199. For to wish to forget how much you loved someone — and then, to actually forget — can feel, at times, like the slaughter of a beautiful bird who chose, by nothing short of grace, to make habitat of your heart. I have heard that this pain can be converted, as it were, by accepting “the fundamental impermanence of al things.” This acceptance bewilders me: sometimes it seems an act of will; at others, of surrender. Often I feel myself to be rocking between them (seasickness).
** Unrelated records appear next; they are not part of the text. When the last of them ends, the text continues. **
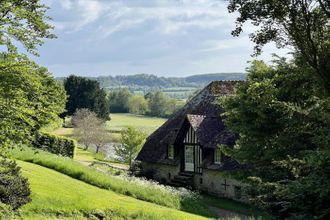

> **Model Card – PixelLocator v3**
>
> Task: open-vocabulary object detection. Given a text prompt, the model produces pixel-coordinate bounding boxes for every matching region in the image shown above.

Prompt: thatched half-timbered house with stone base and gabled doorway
[136,81,244,201]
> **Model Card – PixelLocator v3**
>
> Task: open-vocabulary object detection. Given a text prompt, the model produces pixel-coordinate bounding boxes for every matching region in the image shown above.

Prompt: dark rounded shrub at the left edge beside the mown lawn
[0,157,30,211]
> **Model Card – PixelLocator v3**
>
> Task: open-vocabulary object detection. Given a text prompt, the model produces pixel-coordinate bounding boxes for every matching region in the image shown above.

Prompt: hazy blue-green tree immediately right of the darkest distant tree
[109,88,132,113]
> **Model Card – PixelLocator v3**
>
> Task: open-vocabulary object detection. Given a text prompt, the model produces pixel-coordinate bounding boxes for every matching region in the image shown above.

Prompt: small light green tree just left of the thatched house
[115,127,146,167]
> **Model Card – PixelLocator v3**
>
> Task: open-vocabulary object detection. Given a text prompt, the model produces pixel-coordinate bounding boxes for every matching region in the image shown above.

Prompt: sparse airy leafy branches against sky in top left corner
[0,0,55,54]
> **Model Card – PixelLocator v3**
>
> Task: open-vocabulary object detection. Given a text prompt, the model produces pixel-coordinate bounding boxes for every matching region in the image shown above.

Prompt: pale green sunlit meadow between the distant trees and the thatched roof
[107,113,167,134]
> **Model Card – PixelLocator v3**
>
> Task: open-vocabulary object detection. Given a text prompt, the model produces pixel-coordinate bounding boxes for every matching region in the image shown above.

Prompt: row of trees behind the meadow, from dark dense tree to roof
[62,75,184,120]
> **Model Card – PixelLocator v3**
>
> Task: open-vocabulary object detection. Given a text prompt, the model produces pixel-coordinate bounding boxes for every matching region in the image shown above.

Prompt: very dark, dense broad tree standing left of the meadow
[64,75,110,120]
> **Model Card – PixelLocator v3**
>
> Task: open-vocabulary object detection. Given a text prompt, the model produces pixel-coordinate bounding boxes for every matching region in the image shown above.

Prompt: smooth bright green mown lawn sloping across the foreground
[18,161,203,219]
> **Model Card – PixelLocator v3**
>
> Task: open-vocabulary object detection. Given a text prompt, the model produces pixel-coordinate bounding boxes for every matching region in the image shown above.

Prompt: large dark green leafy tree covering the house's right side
[224,59,330,219]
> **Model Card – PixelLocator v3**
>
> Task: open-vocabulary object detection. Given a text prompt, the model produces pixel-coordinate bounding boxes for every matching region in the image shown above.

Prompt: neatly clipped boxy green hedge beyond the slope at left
[34,132,77,158]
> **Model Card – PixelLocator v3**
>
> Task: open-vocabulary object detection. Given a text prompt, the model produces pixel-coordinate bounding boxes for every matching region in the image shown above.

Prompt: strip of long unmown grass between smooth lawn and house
[10,148,212,217]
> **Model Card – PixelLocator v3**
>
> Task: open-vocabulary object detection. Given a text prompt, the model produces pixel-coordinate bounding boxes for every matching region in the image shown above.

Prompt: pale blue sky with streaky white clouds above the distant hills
[27,0,287,77]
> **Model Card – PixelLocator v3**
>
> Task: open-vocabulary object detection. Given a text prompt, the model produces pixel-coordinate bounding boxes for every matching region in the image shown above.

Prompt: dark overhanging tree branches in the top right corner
[228,0,330,94]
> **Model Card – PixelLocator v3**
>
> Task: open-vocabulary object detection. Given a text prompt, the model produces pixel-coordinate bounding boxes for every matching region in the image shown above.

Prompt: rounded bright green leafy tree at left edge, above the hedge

Nelson writes from the in-between. There is no solid ground, no firm conclusion. Everything exists in partial buoyancy. In semi-flotation. There is kicking involved to stay afloat, but never a moment of standing still and saying with certainty: this was the mistake, or this is now forgotten.
212. If I were today on my deathbed, I would name my love of the color blue and making love with you as two of the sweetest sensations I knew on this earth.
I took this book in slowly. I wonder if something like this is true, like seeing a particularly astonishing shade of blue, or letting a particularly potent person inside you, irrevocably alters you. Then how does one know when to refuse, or how to recover? Similar to Nelson musing on when crack gets smoked once, the unbelievable high would remain on in your system, and that you may never be able to live contently, without it. It is a blessing, or is it truly, experience something, to touch this blue.
Nelson’s writing is exquisite but distant. She maintains space between her, and her past lover, and herself, and her writing. She writes:
184. Writing is, in fact, an astonishing equalizer. I could have written half of these propositions drunk or high, for instance, and half sober; I could have written half in agonized tears, and half in a state of clinical detachment. But now that they have been shuffled around countless times — won that they have ben made to appear, at long last, running forward as one river — how could either of us tell the difference?
In contrast, I think of Wallows, a band that captures a similar level of introspection, but through a very different lens. If Bluets is drenched in blue, Wallows plays in shades of yellow, the opposite colour on the colour wheel. They don’t frame emotion as philosophy. They just let it spill out: scrambled, casual, sometimes guarded, always accessible. Their lyrics aren’t trying to be profound, but sometimes they are anyway — like a thought that ambushes you mid-walk or mid-memory. Shrug it off because it’s just a song. Even if something profound just leaked out.
I always liked their song ‘Sidelines’. Because I see you loving on the sidelines means two things. The speaker could be on the sidelines watching his lover love someone else. But also, speaker could be on his own path, and he sees her loving him still, on the sidelines, but not altering his course in any way. And then I think about it at the wrong time because both are at wrong time points. It’s an emotional illusion, or an idealized version wishing someone to be near though not with him. An immensely juxtaposed feeling.
So levels of dissonance:
- dissonance between what we feel and when we feel it
- dissonance between that and the language as a medium
- more dissonance as it gets communicated, and transferred to someone else’s consciousness
And hence parallels between some whimsical lyrics and Bluets.